A gasp from her gave him access, and he swept his tongue into her mouth to taste her.

His arm tightened round her waist, as he deepened the kiss, exploring and teasing as she responded in a way that fired his blood and made him hard as iron.

He moved the angle of his head, tightening his hold, wanting her closer, his mouth wanting to claim and devour. Dimly, somewhere in the back of his head, he knew this was wrong, but he couldn’t seem to stop kissing her. She was water in a desert to his parched soul, and he wanted to drown in her.

A bird call nearby disturbed the peace of the afternoon, and she jerked as if coming back to herself and pulled away, fought her way out of his embrace. Reluctantly he let her go. Dazed by the passion of their kiss, he stared down at her dumbly.

Her eyes were wide, their pupils full and black, her lips swollen from the punishment of his mouth, her breasts rose and fell rapidly in the confines of her modest gown.

“This is wrong, my lord. I could lose my post!” she said, breathless. She backed away and fled, leaving the basket at his feet and the scent and feel of her branded on his soul.

He closed his eyes a moment, adjusting to the loss of her from his arms.

She was right. She was Robert’s employee, and he had just taken advantage of her like the lowest and most disgusting of reprobates.

He had always despised men of his class who took advantage of the servants.

Even as a goatish young lad, he had not done it.

Perhaps it was because his sire had been so free with the chambermaids, and he saw what it did to his mother.

They were both dead and gone now, but that didn’t mean he had leave to start emulating the worst aspects of his sire’s behavior.

Disgusted with himself, he turned aside, and then seeing the basket of roses she had left, he picked it up and took it back to the house, leaving it in the duchess’s drawing room for someone to find. He then went to the library in search of a drink.

*

Annis gained her bedchamber once more, shaken to her core. Hot tears stung her lids and rolled down her cheeks as shame excoriated her soul. She was so close to becoming what she had vowed she never would be: a fallen woman.

All her efforts would be in vain if she let him have his way and, God forgive her, she wanted him to. His kisses had scalded her, his hard lean form pressed against her had been delicious, his lips even more so, the tingling pleasure igniting the fire between her legs and making a strumpet of her.

She stumbled to the bed her hand to her mouth to stifle her sobs.

A governess’s life was lonely, caught between upstairs and downstairs, never belonging in either.

She hungered for the felicity of connection and rapport, and even more perhaps for physical touch, for no one touched the governess.

No, that was not entirely true. Her charges gave her hugs on occasion.

But a young lady’s hug was a different matter to an embrace from a virile man.

The truth was she did hunger for the viscount’s touch.
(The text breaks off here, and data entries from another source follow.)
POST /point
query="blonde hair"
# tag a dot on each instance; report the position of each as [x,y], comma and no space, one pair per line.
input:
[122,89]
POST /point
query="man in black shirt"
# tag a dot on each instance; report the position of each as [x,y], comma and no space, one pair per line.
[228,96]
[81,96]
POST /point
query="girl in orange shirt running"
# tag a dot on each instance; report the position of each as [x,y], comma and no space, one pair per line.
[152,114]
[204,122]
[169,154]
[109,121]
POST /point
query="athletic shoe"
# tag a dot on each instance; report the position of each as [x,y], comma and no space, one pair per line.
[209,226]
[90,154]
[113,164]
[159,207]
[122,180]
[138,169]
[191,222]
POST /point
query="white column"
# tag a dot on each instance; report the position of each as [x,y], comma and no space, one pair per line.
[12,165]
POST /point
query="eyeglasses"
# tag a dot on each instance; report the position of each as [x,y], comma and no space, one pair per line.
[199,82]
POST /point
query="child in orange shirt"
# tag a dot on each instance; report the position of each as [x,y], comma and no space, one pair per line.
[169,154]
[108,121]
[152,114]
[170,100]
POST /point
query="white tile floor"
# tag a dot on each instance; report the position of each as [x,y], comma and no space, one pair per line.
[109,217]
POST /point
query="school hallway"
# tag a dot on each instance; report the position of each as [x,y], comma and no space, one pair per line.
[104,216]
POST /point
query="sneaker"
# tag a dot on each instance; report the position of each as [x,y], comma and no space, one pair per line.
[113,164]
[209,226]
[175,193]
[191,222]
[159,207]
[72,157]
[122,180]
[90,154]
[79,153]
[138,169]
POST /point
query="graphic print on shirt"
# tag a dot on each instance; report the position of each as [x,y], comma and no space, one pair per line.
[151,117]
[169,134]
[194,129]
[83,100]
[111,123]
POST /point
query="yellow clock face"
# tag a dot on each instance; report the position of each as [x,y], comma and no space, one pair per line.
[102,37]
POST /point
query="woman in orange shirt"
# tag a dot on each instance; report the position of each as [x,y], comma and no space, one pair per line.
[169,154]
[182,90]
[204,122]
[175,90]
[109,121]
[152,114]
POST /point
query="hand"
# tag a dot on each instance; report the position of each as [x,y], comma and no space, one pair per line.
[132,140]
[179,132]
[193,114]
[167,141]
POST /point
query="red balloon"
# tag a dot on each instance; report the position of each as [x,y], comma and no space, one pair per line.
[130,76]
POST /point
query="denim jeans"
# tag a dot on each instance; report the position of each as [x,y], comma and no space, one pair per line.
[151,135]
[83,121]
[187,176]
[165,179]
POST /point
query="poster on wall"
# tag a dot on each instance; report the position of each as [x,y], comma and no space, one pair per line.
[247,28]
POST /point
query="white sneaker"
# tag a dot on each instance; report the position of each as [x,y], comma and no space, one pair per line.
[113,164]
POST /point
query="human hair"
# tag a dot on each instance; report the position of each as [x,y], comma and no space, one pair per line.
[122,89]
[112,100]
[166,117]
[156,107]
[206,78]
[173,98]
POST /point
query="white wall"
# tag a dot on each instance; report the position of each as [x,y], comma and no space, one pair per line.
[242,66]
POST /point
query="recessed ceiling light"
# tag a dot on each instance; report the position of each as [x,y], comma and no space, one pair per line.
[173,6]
It had crept up on her over the past few days as she spent increasing amounts of time in his company, as he took her hand to help her down a set of steps or over a rough bit of ground, as he smiled at her and engaged her in conversation as if she were an equal.
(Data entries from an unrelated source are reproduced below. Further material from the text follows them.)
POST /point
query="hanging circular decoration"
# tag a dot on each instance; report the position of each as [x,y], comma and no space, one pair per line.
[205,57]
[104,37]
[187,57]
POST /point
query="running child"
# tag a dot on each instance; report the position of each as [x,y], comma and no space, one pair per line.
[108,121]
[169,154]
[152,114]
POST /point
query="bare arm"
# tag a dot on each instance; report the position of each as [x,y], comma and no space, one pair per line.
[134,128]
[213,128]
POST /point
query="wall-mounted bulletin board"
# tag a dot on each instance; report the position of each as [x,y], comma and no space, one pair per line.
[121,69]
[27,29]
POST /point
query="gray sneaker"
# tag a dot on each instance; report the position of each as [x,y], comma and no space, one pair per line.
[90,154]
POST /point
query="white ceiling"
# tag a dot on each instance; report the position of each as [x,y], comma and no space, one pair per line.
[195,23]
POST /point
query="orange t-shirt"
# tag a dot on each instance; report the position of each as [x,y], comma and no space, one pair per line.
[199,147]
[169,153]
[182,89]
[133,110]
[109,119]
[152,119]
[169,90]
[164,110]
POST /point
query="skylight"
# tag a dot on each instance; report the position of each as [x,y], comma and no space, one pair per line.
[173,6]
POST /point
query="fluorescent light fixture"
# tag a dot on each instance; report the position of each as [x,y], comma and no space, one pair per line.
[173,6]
As he hauled her and his son against his hot, lean body in the lake.

She was a wanton. There was no way round it. She had let him kiss her, encouraged it, responded in the most brazen fashion to his passion. How am I ever to face him after this?

Annis kept to her room for the remainder of the afternoon, only descending to dinner after a lengthy debate with herself over whether she could face the viscount.
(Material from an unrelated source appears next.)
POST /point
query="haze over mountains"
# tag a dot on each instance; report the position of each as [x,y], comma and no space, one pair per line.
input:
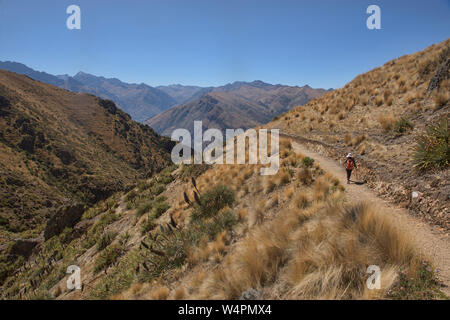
[236,105]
But she reasoned that she would have to face him on the morrow anyway, and it was better to get it over with sooner rather than later.

And besides, she didn’t want him to think she was going to make a fuss about it.

She would behave completely appropriately; her demeanor would give no hint of what had transpired between them.

The sooner it was forgotten the better. And she would be careful not to be alone with him again.

It was essential that no one guess there was anything between them.

Her reputation and the security of her position depended on it.